Help, waar is mijn pony? heet het nieuwste boek van schrijfster Gertrud Jetten, die onder haar jonge lezers vooral bekendheid verwierf door de serie Droompaarden en die over Manege de Zonnehoeve. Stuk voor stuk heerlijke tot de verbeelding sprekende paardenverhalen, met veel humor geschreven en bovendien prachtig geïllustreerd. Maar ze bevatten wel degelijk een serieuze boodschap! Want jong gelezen hoe het anders kan is hopelijk oud gedaan!

“Ik was een echt paardenmeisje.” Gertrud (56), die opgroeide in Noord-Limburg en tegenwoordig in het Brabantse Hilvarenbeek woont, herinnert zich nog goed dat ze regelmatig op het paard van de buurman mocht. “Als hij zijn paard ging halen uit het weiland een kilometer verderop, floot hij altijd even. Dan rende ik naar beneden en reed naar huis, zonder zadel en zonder cap, gewoon op een halster.”

Als tiener werkte ze op een stoeterij met Arabieren, maar raakte, vooral door de boeken van de Duitse auteur Ursula Bruns, steeds meer gefascineerd door IJslandse paarden. Op diverse plekken deed ze ervaring op met de dieren. Op een bedrijf in de buurt van Tilburg ontmoette ze de isabelkleurige IJslandse merrie Gydja.

“In het begin was ik alleen maar passagier,” lacht Gertrud, die altijd al viel voor meer uitgesproken paarden. “Gydja was een plaatje om te zien, maar drammerig en hypergevoelig. Ze vond alles eng en was niet geschikt voor de lessen.”

De schrijfster met de vrolijke bos krullen viel uiteindelijk toch voor de merrie en kocht haar over van de eigenaar. “Ik heb haar bijna twintig jaar gehad. Ik werd altijd blij wanneer ik haar zag.” Ze wijst naar de foto van Gydja in de boekenkast.

In diezelfde kast prijken verschillende boeken van Gertrud’s hand. Verderop staat in een vitrine zelfs de complete Droompaardenserie uitgestald, waaronder natúúrlijk ook een boek over een IJslander, met de titel Een vriend voor het leven. De aanstekelijke en kleurrijke covers leiden me af en toe behoorlijk af. Ik voel me als een kind in een snoepwinkel!

Boeken als middel voor verandering

Voordat Gertrud 12 jaar geleden begon met het schrijven van kinderboeken, schreef ze voornamelijk informatieve artikelen en boeken over paarden en deed daarnaast veel vertaalwerk. Gaandeweg deed ze steeds meer kennis op over allerlei fysieke problemen bij paarden.

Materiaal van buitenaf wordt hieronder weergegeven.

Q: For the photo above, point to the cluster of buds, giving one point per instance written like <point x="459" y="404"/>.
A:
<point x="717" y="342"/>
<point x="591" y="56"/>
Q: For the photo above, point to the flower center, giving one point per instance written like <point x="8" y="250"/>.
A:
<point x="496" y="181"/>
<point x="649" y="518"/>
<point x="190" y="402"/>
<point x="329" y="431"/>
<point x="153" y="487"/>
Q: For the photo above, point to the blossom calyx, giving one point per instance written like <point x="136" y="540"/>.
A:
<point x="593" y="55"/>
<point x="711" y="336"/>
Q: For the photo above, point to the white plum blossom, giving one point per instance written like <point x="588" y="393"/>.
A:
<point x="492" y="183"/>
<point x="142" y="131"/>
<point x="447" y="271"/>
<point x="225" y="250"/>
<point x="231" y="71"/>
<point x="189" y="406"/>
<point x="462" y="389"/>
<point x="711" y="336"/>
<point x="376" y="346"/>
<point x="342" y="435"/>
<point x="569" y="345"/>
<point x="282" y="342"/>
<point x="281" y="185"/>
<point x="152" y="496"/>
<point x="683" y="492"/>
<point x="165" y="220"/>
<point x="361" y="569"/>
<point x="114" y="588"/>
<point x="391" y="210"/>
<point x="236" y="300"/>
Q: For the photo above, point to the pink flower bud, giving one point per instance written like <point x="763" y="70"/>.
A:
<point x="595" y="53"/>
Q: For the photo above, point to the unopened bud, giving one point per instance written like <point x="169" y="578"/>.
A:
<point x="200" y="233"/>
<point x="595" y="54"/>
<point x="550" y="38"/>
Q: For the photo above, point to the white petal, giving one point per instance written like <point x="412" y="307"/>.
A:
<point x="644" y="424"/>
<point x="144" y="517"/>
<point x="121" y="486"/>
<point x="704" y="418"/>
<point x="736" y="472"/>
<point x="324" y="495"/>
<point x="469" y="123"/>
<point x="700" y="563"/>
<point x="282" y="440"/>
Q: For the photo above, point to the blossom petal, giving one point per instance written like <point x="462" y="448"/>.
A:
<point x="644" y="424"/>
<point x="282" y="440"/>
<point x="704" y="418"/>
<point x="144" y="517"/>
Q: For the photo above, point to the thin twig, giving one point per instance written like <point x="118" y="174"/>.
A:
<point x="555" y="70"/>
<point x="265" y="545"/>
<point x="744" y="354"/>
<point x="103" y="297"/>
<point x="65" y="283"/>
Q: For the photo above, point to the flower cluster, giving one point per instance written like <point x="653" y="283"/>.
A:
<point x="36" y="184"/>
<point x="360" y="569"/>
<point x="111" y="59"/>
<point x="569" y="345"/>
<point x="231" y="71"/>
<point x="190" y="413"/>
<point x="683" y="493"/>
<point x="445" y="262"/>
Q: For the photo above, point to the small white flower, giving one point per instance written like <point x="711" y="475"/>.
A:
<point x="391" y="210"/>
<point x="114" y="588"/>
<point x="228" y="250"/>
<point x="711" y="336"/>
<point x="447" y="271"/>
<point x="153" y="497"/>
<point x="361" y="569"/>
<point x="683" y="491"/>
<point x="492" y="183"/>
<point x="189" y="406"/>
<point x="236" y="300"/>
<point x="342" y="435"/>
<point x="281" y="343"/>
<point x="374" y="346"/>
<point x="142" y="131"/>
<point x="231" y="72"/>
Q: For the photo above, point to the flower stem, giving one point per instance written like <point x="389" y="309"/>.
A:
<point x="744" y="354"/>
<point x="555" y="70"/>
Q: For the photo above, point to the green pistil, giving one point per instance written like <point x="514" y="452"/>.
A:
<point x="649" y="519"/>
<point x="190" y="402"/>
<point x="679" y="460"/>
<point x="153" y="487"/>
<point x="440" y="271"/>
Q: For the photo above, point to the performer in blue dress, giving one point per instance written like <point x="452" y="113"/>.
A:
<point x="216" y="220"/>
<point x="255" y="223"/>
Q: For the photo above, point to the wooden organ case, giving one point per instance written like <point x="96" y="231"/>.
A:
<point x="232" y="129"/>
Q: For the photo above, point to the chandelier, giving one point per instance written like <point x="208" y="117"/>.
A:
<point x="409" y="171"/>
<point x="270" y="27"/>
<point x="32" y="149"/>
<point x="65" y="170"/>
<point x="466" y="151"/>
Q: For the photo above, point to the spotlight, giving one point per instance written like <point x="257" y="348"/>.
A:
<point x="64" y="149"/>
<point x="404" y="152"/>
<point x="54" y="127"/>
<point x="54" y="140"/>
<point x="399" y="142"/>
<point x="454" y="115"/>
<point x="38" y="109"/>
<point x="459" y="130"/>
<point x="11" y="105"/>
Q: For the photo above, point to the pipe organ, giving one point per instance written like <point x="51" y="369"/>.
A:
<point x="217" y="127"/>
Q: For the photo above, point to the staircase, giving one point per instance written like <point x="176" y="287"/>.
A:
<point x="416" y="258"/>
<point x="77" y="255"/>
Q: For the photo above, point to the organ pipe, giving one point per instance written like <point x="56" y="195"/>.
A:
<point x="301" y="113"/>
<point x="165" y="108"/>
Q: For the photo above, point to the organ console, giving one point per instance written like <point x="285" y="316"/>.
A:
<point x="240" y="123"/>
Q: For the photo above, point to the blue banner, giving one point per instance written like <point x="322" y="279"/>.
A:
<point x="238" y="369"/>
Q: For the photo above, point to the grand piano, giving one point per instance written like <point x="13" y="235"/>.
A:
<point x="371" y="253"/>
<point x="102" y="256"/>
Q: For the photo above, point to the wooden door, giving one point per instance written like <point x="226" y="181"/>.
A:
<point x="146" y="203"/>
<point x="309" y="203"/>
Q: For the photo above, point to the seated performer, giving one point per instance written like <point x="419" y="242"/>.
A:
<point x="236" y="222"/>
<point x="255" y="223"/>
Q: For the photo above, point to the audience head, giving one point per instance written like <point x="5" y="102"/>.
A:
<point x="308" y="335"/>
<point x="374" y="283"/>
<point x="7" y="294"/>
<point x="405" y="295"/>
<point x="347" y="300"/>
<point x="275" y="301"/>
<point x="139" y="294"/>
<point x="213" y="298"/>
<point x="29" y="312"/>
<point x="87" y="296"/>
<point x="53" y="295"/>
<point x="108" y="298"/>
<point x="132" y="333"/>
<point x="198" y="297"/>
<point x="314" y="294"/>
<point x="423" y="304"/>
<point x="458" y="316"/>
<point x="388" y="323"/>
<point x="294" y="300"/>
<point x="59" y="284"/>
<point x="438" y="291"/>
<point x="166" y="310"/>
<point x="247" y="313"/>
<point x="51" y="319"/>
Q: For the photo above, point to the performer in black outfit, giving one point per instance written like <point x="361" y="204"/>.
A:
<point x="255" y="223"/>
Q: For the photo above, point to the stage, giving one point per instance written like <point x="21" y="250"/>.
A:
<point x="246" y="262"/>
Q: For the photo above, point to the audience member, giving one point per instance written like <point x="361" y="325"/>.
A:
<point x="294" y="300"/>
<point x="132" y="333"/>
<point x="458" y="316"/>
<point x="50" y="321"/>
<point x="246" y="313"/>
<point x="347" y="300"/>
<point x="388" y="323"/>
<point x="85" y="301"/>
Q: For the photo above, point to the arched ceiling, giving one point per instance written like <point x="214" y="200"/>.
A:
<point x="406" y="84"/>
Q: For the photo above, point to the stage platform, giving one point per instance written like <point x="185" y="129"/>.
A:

Hoewel naar eigen zeggen “verslaafd” aan paardrijden, kreeg ze daardoor langzaam maar zeker steeds meer last van gewetensnood.

Gertrud: “Of een zadel nou goed past of niet, ik raakte er steeds meer overtuigd dat een paard last heeft van een zadel en een ruiter. Paarden zijn nou eenmaal niet gemaakt om op te rijden. Gydja was niet heel handig gebouwd. Achteraf gezien weet ik vrij zeker dat ze rugpijn gehad heeft bij het rijden.  Maar ze kwam toch altijd meteen naar me toe. Toen was dat voor mij een teken dat het wel meeviel. Nu vind ik het heel dubbel…”

Ze zwijgt even en vervolgt dan: “Ik deed eens een dagcursus bij een paardenfysio. Hij vroeg ons op een gegeven moment hoe het kwam dat zoveel paarden zoveel mankeerden. “Omdat jullie erop willen rijden,” was zijn antwoord. Dat heeft me erg aan het denken gezet.”

Toch gaan de kinderboeken van Gertrud voor een belangrijk deel wel degelijk over paardrijden. Het voornaamste doel van Emma, hoofdpersonage in de serie Droompaarden, is bovenal om steeds beter te leren rijden, om dat uiteindelijk op haar explosieve lievelingspony Espresso te kunnen doen. 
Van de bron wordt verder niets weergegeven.